Splądrowana Elefantyna

Czy egipskie mumie podzieliły się swoimi sekretami z wojowniczym Korsykaninem? Jego niesamowita biografia mówi sama za siebie…

Sam dowódca nie marnował czasu na próżno. Istnieją zeznania uczestników kampanii, zgodnie z którymi Napoleon osobiście zbadał piramidę Cheopsa, a nawet spędził tam prawie trzy dni! Kiedy on, blady i smutny, został wyniesiony z kamiennych labiryntów i zapytał: "Co widziałeś?" I słynna randka z mumią Ramzesa II, z którą Korsykanin sam spędził ponad dwie godziny!

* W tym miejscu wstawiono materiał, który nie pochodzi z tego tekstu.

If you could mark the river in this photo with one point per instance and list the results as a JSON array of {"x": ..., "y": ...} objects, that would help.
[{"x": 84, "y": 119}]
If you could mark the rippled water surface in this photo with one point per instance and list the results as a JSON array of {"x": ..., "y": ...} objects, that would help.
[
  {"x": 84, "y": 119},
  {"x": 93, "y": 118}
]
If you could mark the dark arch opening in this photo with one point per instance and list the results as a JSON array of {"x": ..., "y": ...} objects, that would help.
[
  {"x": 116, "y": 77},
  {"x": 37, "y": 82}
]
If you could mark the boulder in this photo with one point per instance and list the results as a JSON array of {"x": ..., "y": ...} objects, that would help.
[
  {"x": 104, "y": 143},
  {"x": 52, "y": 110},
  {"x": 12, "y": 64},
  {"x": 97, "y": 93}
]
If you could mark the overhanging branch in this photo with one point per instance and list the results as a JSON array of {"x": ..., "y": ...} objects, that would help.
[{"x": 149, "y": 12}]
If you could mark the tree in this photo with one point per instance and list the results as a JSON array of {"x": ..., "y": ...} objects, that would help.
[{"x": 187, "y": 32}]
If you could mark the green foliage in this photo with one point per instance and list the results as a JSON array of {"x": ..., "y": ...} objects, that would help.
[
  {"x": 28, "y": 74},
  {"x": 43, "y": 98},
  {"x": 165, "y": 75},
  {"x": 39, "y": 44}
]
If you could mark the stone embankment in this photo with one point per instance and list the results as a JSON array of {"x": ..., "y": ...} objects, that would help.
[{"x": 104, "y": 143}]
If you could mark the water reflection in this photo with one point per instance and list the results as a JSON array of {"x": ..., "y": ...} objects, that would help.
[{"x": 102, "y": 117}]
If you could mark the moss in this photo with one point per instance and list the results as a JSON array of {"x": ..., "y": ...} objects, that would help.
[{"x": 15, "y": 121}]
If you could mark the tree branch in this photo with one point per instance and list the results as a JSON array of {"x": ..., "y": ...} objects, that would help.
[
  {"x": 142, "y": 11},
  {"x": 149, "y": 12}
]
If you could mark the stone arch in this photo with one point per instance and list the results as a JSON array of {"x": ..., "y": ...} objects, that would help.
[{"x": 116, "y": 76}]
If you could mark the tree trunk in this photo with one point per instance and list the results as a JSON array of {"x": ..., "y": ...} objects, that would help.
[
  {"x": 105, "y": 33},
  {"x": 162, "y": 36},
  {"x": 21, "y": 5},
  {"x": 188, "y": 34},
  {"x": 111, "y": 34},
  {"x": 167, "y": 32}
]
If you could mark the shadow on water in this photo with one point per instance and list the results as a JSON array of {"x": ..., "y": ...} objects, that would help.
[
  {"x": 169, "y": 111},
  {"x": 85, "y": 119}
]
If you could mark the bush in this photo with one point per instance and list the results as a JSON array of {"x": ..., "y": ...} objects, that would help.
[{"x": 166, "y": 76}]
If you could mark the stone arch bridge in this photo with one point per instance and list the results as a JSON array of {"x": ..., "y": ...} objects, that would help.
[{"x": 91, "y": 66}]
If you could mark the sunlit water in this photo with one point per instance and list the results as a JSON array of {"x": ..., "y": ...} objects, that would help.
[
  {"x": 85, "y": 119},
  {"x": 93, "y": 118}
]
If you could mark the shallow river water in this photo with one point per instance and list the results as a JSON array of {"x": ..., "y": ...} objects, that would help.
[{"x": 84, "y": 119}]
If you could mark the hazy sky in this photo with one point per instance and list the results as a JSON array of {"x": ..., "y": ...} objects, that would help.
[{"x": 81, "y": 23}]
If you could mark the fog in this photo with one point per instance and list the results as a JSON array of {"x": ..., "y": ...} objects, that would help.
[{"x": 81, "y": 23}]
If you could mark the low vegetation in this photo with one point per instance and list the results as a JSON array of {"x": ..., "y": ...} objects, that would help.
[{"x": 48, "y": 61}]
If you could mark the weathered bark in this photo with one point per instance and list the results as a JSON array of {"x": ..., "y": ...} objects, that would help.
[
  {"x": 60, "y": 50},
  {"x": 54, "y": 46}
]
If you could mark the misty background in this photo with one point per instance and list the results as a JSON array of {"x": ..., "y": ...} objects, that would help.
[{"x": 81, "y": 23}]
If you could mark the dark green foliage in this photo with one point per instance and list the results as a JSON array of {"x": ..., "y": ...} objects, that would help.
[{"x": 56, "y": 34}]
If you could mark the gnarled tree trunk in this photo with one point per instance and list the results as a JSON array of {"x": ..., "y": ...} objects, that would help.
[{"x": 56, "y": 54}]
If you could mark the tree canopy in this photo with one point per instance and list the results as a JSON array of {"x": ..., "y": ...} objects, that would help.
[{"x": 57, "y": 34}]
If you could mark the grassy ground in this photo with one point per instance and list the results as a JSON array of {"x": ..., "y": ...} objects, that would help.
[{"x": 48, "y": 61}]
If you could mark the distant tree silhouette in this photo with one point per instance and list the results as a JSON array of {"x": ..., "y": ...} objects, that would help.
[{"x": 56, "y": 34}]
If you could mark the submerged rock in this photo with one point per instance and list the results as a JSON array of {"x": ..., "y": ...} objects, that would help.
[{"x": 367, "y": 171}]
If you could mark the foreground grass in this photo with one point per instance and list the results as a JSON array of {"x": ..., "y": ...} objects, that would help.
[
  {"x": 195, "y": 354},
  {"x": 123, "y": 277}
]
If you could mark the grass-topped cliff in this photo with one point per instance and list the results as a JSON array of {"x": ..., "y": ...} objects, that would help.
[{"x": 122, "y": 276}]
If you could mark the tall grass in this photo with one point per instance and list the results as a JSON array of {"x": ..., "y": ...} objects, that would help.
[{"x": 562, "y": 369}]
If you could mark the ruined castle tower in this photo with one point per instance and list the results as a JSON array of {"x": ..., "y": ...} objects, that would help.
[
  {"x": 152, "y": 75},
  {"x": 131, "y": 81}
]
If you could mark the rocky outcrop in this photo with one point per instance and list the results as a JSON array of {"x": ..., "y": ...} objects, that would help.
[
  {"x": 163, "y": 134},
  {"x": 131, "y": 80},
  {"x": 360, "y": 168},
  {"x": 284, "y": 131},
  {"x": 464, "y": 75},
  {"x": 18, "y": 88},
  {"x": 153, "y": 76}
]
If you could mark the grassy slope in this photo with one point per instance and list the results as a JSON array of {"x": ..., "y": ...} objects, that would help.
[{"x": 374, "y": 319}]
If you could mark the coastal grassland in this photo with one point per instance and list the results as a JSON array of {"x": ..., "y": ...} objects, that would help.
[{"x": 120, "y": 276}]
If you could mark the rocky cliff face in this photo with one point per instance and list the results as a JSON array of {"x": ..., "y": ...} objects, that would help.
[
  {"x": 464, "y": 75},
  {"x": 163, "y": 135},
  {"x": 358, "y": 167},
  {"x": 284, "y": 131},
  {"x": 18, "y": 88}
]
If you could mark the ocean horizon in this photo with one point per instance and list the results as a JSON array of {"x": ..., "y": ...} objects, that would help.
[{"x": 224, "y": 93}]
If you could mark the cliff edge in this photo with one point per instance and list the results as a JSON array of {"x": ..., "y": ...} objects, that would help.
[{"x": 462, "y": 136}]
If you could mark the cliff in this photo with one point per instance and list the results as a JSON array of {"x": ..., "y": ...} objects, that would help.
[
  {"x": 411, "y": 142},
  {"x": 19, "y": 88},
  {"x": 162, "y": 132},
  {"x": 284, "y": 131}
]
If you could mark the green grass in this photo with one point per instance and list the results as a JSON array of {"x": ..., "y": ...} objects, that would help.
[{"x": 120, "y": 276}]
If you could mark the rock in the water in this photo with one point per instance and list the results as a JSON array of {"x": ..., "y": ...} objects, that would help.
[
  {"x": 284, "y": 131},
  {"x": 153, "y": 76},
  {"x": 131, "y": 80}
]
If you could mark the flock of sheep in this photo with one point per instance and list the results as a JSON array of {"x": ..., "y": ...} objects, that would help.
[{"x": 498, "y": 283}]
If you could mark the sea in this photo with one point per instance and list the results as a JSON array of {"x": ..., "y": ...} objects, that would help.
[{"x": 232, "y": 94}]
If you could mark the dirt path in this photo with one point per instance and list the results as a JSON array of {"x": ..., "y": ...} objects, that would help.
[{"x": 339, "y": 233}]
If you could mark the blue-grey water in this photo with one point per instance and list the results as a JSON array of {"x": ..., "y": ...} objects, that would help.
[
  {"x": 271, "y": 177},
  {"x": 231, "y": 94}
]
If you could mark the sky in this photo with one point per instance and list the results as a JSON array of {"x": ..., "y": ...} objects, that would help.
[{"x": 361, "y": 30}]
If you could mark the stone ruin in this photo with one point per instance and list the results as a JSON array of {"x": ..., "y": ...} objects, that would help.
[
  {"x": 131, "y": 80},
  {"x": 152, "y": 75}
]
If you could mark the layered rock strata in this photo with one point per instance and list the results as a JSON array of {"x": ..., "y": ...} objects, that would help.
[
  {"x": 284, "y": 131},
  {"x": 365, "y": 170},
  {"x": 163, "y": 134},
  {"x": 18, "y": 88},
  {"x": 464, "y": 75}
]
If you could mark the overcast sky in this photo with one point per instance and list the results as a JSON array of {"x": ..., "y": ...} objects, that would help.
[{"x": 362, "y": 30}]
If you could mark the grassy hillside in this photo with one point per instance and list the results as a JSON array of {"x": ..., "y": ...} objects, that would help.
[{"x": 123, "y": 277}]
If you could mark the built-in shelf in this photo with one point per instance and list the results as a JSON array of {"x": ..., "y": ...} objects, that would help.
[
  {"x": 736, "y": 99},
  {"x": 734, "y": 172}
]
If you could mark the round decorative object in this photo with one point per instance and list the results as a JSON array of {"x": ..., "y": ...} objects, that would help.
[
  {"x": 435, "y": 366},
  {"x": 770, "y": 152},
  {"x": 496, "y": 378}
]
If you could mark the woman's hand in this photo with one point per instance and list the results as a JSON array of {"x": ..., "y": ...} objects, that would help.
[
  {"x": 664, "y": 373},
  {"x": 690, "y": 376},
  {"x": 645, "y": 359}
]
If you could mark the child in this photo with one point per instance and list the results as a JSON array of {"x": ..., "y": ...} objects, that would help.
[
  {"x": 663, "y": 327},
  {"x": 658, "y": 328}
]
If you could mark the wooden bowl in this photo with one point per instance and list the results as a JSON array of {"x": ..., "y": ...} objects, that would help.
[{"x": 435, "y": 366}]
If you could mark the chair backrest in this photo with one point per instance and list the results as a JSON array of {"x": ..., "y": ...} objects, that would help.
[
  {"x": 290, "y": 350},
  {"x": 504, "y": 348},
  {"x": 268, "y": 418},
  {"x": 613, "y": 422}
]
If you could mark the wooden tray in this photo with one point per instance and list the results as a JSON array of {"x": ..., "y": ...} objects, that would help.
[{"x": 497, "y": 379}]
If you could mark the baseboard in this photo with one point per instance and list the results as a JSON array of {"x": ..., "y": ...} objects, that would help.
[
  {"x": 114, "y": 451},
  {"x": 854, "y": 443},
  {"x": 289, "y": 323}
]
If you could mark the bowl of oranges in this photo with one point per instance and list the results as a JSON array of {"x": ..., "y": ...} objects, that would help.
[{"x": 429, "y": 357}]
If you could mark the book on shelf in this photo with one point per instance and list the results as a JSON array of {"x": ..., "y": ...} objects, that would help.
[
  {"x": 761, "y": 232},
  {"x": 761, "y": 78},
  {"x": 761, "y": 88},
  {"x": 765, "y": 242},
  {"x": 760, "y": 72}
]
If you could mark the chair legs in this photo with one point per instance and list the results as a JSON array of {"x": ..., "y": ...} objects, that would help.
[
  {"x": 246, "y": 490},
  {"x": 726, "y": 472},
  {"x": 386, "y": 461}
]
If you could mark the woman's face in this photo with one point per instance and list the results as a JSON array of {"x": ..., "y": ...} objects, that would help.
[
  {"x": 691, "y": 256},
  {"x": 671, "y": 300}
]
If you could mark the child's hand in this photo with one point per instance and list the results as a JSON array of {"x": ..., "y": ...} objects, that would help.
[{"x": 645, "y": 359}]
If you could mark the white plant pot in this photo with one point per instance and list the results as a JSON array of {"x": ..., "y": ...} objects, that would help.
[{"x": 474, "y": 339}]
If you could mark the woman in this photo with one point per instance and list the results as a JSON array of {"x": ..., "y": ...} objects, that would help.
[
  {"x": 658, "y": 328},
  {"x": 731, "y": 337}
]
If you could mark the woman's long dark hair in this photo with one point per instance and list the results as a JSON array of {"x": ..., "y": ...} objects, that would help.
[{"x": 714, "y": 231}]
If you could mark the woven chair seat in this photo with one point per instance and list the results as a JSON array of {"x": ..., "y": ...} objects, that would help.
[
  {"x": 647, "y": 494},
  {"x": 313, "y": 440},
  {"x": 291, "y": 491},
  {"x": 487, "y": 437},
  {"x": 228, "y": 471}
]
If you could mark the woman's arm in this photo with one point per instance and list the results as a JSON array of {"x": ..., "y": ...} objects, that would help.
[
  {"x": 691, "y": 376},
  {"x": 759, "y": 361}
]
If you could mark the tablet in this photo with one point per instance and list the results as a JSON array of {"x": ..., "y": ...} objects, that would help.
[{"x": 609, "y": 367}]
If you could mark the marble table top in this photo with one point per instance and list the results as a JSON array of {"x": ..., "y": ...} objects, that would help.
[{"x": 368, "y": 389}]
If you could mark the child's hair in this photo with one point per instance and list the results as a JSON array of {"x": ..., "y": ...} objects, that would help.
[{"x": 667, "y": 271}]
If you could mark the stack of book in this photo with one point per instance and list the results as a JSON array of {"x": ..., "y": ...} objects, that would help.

Nie sposób przecenić tego, co zebrali francuscy naukowcy w Egipcie – ten ładunek wiedzy i tajemnic doprowadził nie tylko do powstania wielu nowych dziedzin naukowych (np. egiptologia, która zrewolucjonizowała historię), ale także do punktu zwrotnego w życie ludzkości.

Tak więc Napoleon wygrał swoją bitwę na tle egipskich piramid, mimo że 23 sierpnia 1799 r. wraz ze swoim najbliższym kręgiem wsiadł na statek i odpłynął do ojczyzny, pozostawiając armię samym sobie. Ale dowódca, który zrujnował armię i flotę, z jakiegoś powodu wrócił do domu jako triumfator. Został powitany jako zwycięzca i bohater, a po chwili przegrany, który przegrał kampanię wojskową, bezprecedensowo awansował na pierwszego konsula Francji.

Tajemna wiedza wykradziona cywilizacji egipskiej – oto, co stało się jego prawdziwą armią, prowadzącą od zwycięstwa do zwycięstwa.